In the above scenario with 4%WR, going out to 25 years, in the worst case that initial $1M would have gone down to a pitiful $27K. Our retiree is pushing a shopping cart soon, if he insists on maintaining the same lifestyle all this time. At $40K a year, his $27K will last another 8 months.

The recent market drops have been followed by a quite sharp recovery, and most people think that they are tough or smart. Let's hope that we will not see the terrible periods as already happened in the past.

A $1M portfolio invested in S&P 500 on Oct 12 2007 became $455K on Mar 6, 2009 without any withdrawal. Good thing it rebounded quickly. How soon people forget!
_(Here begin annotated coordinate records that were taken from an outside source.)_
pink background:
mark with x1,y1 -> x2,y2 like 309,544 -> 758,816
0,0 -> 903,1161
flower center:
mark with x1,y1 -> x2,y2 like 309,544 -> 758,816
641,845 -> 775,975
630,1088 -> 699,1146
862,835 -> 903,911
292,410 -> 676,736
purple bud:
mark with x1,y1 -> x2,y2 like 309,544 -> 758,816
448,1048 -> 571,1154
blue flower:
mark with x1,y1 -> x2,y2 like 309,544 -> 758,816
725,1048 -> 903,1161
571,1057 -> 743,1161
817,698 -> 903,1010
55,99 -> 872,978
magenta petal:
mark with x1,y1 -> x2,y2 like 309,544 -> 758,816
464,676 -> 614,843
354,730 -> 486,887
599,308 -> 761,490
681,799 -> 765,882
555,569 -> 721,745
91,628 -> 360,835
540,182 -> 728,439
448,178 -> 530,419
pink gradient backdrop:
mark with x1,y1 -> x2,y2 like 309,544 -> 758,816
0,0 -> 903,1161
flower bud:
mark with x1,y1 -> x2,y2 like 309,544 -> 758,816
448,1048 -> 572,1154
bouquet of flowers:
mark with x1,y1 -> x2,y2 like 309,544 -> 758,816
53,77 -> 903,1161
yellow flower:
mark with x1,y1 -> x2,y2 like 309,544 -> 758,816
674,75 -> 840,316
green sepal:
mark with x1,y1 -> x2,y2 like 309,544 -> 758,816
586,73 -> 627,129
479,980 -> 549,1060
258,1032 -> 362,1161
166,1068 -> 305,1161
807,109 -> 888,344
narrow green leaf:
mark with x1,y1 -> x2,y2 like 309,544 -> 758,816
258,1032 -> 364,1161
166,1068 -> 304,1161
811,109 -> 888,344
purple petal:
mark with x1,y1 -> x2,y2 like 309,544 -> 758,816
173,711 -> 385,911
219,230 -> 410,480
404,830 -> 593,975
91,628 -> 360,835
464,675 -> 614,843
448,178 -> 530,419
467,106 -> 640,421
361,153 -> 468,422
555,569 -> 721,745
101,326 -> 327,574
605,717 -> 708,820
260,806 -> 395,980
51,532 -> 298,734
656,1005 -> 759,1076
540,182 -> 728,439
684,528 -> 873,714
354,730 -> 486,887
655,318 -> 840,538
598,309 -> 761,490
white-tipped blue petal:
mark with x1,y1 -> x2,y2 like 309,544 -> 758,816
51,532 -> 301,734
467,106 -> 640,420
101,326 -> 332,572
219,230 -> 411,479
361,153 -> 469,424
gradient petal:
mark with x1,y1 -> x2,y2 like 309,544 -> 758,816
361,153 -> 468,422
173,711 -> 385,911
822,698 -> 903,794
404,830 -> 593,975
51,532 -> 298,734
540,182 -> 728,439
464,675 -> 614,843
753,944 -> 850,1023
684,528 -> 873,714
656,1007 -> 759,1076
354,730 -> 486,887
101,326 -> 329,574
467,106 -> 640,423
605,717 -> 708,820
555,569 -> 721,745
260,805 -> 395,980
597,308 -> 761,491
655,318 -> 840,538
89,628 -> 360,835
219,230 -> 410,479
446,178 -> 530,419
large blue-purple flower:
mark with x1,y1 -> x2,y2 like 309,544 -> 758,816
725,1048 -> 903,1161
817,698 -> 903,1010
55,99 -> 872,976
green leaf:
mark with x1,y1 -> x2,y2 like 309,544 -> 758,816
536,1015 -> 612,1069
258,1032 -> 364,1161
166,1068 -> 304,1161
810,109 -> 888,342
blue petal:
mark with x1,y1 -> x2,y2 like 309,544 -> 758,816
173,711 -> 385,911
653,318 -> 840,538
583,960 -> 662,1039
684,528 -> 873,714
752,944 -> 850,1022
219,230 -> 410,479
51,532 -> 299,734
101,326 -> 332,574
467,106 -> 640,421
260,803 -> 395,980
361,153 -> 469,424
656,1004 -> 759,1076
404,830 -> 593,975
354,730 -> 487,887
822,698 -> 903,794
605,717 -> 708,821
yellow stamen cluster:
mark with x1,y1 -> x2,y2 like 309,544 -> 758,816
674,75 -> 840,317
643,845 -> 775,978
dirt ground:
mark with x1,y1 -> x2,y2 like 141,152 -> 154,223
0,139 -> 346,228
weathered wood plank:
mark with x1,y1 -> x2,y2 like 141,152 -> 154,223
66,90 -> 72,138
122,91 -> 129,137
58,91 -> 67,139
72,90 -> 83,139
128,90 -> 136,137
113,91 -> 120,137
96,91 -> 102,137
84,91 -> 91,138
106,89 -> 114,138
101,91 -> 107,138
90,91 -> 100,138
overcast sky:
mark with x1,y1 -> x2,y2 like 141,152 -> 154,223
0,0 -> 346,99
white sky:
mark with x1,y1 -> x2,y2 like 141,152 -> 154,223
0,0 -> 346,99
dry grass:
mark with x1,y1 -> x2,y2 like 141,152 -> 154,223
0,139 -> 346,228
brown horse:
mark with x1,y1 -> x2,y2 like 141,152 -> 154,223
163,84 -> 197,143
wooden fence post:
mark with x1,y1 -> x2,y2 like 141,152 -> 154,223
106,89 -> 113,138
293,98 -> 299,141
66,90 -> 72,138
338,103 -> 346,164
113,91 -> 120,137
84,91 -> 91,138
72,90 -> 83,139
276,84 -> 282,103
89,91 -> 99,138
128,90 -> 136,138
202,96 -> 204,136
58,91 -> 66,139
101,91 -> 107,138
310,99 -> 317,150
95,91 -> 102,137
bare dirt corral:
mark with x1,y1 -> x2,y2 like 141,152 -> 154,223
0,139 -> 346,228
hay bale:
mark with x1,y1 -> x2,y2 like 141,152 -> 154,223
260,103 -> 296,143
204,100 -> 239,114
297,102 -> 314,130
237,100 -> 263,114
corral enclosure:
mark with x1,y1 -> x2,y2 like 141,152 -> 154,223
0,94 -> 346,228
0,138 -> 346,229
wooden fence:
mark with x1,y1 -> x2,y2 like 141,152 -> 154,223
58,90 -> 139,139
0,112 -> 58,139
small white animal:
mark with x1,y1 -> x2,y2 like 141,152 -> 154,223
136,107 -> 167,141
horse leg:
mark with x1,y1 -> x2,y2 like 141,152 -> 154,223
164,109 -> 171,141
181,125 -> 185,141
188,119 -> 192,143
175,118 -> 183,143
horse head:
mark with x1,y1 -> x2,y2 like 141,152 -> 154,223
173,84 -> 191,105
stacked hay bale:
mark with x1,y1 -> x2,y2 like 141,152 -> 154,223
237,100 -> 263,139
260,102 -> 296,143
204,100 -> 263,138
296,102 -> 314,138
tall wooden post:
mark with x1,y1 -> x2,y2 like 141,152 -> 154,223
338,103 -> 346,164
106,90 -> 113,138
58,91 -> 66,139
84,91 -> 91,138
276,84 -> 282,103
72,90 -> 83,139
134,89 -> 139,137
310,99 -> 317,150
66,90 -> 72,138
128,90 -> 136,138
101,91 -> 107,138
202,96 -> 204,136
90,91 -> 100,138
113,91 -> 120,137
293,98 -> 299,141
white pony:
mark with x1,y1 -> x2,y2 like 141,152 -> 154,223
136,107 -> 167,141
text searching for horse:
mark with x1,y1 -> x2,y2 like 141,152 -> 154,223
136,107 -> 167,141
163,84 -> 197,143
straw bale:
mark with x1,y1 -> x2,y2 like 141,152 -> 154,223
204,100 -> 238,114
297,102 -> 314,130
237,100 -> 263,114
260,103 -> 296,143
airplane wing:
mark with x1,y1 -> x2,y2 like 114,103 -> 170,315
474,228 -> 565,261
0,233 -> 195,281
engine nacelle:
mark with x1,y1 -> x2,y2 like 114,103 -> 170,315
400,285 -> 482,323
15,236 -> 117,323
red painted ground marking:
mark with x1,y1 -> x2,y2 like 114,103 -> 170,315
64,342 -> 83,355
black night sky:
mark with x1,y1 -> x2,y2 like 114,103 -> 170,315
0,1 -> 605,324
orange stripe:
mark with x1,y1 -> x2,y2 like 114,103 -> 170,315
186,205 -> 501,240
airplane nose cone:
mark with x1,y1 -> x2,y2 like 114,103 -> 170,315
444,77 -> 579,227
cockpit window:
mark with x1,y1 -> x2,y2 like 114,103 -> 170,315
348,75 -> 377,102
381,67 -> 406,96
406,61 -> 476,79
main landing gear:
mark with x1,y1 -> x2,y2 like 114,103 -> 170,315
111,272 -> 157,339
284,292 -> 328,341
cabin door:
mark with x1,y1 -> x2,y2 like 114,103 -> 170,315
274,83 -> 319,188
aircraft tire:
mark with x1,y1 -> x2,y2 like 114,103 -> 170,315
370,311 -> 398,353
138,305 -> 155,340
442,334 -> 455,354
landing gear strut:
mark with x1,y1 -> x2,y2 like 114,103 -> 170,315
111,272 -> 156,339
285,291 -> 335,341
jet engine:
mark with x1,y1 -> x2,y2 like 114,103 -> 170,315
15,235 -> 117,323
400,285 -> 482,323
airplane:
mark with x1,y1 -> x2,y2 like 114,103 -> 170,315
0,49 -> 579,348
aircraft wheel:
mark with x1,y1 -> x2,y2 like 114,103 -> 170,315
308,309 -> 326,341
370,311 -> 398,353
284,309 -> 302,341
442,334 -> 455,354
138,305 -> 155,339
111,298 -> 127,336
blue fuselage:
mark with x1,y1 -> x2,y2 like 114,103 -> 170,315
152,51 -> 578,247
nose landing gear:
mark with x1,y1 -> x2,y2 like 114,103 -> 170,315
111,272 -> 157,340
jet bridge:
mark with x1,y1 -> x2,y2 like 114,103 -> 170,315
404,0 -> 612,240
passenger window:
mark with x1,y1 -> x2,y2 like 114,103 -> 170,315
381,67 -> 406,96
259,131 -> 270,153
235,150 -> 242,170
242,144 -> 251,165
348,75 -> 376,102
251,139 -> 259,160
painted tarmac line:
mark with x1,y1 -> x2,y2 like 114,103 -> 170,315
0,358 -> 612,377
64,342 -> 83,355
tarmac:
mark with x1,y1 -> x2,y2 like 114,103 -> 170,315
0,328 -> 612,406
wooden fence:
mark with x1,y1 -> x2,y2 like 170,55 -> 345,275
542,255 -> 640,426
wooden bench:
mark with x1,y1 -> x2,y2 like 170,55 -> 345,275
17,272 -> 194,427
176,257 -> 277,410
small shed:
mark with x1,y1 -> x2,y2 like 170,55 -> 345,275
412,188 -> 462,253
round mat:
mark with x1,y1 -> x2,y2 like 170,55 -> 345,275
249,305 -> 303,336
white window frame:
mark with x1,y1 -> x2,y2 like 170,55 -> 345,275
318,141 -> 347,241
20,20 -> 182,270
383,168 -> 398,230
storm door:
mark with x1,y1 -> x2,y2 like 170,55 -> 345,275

Suppose the market lingered down there for a while. We would not have so many people talking about retirement or buying fast cars. And people already retired would not talk about just skipping vacation. I would be seriously thinking about living in an RV by the river.

... I see some members here on ER, who choose not to include this in their planning. Unless one is very happy continuing employment to accumulate a greater nest egg, those extra years might be better spent enjoying freedom...

Until recently, I did not include our SS in the planning. The reason was to keep that SS as reserve, and I think many posters here have the same idea. Only recently, I decided to check to see the size of my "reserve". I still do not plan to "spend" it, meaning to increase our current spending in anticipation of it. When I get there and actually get it, then I may spend more.

Young ER's in their 40s or early 50s are even further from SS eligibility, hence I understand why they want to be more cautious. It's tough having to live under a bridge till you get to 62 to get some SS. Well, it may not be that bad, but living in fear is no way to enjoy an early retirement.